Blue-green deployment: always keep the previous working image available. If error rate spikes after a deploy, rollback is a one-command operation to the previous container image — not a code revert and rebuild cycle.
Monitoring — What to Instrument
Instrument from day one. Retrofitting observability into a running production system is painful; adding it at the start costs nothing.
The core metrics:
Latency (P50, P95, P99): break it down by component — LLM inference time, tool call time, vector retrieval time. P99 latency is what your worst-case users experience. A high P99 with a low P50 usually points to a specific tool call or retrieval pattern that occasionally goes slow.
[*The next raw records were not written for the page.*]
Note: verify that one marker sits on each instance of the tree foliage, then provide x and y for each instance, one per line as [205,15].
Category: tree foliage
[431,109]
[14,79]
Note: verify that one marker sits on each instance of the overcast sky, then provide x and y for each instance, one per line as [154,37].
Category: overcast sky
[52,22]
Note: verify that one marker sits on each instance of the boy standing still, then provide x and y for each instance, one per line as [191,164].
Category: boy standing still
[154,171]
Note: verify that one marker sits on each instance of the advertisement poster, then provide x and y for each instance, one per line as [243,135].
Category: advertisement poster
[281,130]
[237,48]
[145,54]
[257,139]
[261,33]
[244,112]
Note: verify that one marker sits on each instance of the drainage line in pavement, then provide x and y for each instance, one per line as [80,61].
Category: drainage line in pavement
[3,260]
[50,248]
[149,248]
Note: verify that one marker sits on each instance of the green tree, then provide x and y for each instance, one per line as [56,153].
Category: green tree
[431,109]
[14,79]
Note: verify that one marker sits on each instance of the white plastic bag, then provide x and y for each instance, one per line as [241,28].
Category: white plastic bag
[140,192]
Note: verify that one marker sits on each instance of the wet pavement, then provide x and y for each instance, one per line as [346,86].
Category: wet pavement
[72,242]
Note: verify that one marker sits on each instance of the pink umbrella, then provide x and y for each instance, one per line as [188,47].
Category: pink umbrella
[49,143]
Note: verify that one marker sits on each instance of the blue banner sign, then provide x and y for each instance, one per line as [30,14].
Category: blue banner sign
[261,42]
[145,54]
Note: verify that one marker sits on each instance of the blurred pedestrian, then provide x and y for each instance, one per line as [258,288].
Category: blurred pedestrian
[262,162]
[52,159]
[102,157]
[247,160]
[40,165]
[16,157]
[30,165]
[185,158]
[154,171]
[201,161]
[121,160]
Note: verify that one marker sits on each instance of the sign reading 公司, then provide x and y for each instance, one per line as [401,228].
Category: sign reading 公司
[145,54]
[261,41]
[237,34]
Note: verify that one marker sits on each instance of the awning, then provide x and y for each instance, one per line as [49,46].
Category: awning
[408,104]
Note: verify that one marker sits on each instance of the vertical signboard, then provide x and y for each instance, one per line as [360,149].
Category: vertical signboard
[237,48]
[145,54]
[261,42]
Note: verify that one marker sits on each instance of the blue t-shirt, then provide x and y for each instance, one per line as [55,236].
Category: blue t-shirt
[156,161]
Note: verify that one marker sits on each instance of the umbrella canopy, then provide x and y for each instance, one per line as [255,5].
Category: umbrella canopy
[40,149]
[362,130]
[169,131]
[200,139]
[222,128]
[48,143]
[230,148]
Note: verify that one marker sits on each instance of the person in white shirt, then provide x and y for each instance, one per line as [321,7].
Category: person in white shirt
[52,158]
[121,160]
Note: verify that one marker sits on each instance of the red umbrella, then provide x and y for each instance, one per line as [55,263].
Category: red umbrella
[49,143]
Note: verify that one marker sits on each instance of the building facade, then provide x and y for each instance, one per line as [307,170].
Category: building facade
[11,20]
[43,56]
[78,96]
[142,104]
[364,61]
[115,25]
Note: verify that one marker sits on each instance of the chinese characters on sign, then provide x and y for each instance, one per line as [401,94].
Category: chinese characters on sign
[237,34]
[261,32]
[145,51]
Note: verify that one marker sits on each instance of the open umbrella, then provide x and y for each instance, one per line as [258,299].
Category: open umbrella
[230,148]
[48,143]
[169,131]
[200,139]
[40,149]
Cost per run: this is the metric most teams forget to track until they get a surprise bill. Track total tokens consumed per agent run, multiply by model pricing. Set alerts. An agent that suddenly starts using 10x more tokens is either looping, hitting a failure mode, or being abused.
Error rate: tool call failures, invalid output formats, timeouts. Break down by error type — a 5% error rate concentrated in one specific tool call tells you exactly where to look.
Tool call success rate: what percentage of tool invocations produce valid results? Track this separately from the overall error rate — a tool call that returns a result but with wrong parameters is a different failure mode than one that times out.
Agent loop depth: for agentic workflows, track how many steps each run takes. Sudden increases in average step count mean the agent is looping, getting confused, or hitting edge cases that require more back-and-forth.
Datadog LLM Observability (2025) auto-instruments Anthropic, OpenAI, LangChain, and Bedrock with no code changes. It produces an interactive agent decision graph — you can visualize the full trace of inputs → tool calls → LLM reasoning → outputs for any run. Critical for debugging non-obvious failures in multi-step agent workflows.
LangSmith works with any LLM framework (not just LangChain). Custom dashboards for cost, latency, error rates, and feedback scores. OpenTelemetry compatible — forward traces to Datadog, Grafana, or New Relic if you have an existing observability stack.
Alerting Without Alert Fatigue
Alert on trends, not single spikes. A single anomalous LLM call is noise. The same pattern sustained for 5 minutes is a signal.
Alert on:
- Cost per interaction >5x baseline (sustained 5 min) — agent is probably looping
- Error rate >5% (sustained 5 min) — something broke in a tool or model response
- P95 latency >2x baseline (sustained 5 min) — infrastructure or model issue
- Loop depth >N steps — agent is stuck; N depends on your max expected task complexity
- Unusual API key patterns or malformed tool calls — potential security incident
Suppress:
- Single-spike errors (retry logic handles these)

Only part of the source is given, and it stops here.